Debugger? Logging? LUXURY! In my day we had ONE BLINKING LED and considered ourselves lucky!

Often logging can help guide a a debugger driven investigation.

>There are still many situations where it’s not feasible to stop a process, attach the debugger

For example when the person trying to fix it is not a programmer. Human-readable logs are immensely useful for system administrators.

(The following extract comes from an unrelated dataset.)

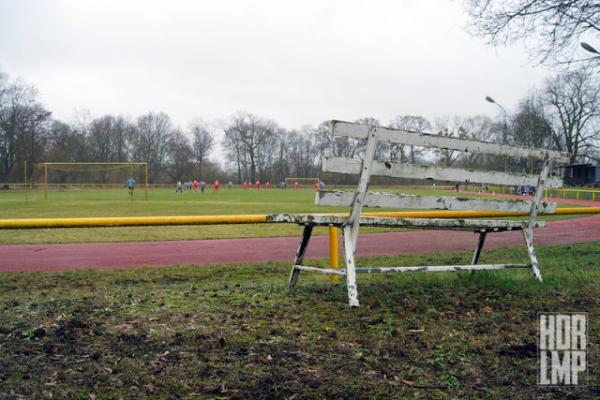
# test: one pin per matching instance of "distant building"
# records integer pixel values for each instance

Note the "human-readable" - don't dump some random binary garbage or flag values; log something that's actually useful for getting a high-level overview of what's happening.

For example, if you look at FreeBSD's "iscsid -d" output, you'll see this:

  scsid: waiting for request from the kernel
  iscsid: not forking due to -d flag; will exit after servicing a single request
  iscsid: global login_timeout at 60 sec
  iscsid: connecting to
  iscsid: Capsicum capability mode enabled
  iscsid: fetching limits from the kernel
  iscsid: setting session timeout to 60 seconds
  iscsid: beginning Login phase; sending Login PDU
  iscsid: key to send: "AuthMethod=None"
  iscsid: key to send: "InitiatorName=iqn.1994-09.org.freebsd:v3"
  iscsid: key to send: "SessionType=Discovery"
  iscsid: key received: "AuthMethod=None"
  iscsid: target requested transition to operational parameter negotiation
  iscsid: beginning operational parameter negotiation
  iscsid: Limits for offload "" are MaxRecvDataSegment=262144, max_send_dsl=262144, MaxBurstLength=1048576, FirstBurstLength=1048576
  iscsid: key to send: "HeaderDigest=None"
  iscsid: key to send: "DataDigest=None"
  iscsid: key to send: "MaxRecvDataSegmentLength=262144"
  iscsid: key to send: "DefaultTime2Wait=0"
  iscsid: key to send: "DefaultTime2Retain=0"
  iscsid: key to send: "ErrorRecoveryLevel=0"
  iscsid: key received: "HeaderDigest=None"
  iscsid: key received: "DataDigest=None"
  iscsid: key received: "DefaultTime2Wait=0"
  iscsid: key received: "DefaultTime2Retain=0"
  iscsid: key received: "ErrorRecoveryLevel=0"
  iscsid: key received: "MaxRecvDataSegmentLength=131072"
  iscsid: target prefers not to do header digest; we'll comply
  iscsid: target prefers not to do data digest; we'll comply
  iscsid: operational parameter negotiation done; transitioning to Full Feature phase
  iscsid: beginning discovery session
  iscsid: key to send: "SendTargets=All"
  iscsid: waiting for Text Response
  iscsid: key received: "TargetName=iqn.2012-06.com.example:target0"
  iscsid: key received: "TargetAddress=,257"
  iscsid: adding target iqn.2012-06.com.example:target0
  iscsid: removing temporary discovery session
  iscsid: discovery done; logging out
  iscsid: waiting for Logout Response
  iscsid: discovery session done
  iscsid: nothing more to do; exiting
If you (roughly) know how iSCSI works, this will tell you a lot, even if you're not a programmer at all.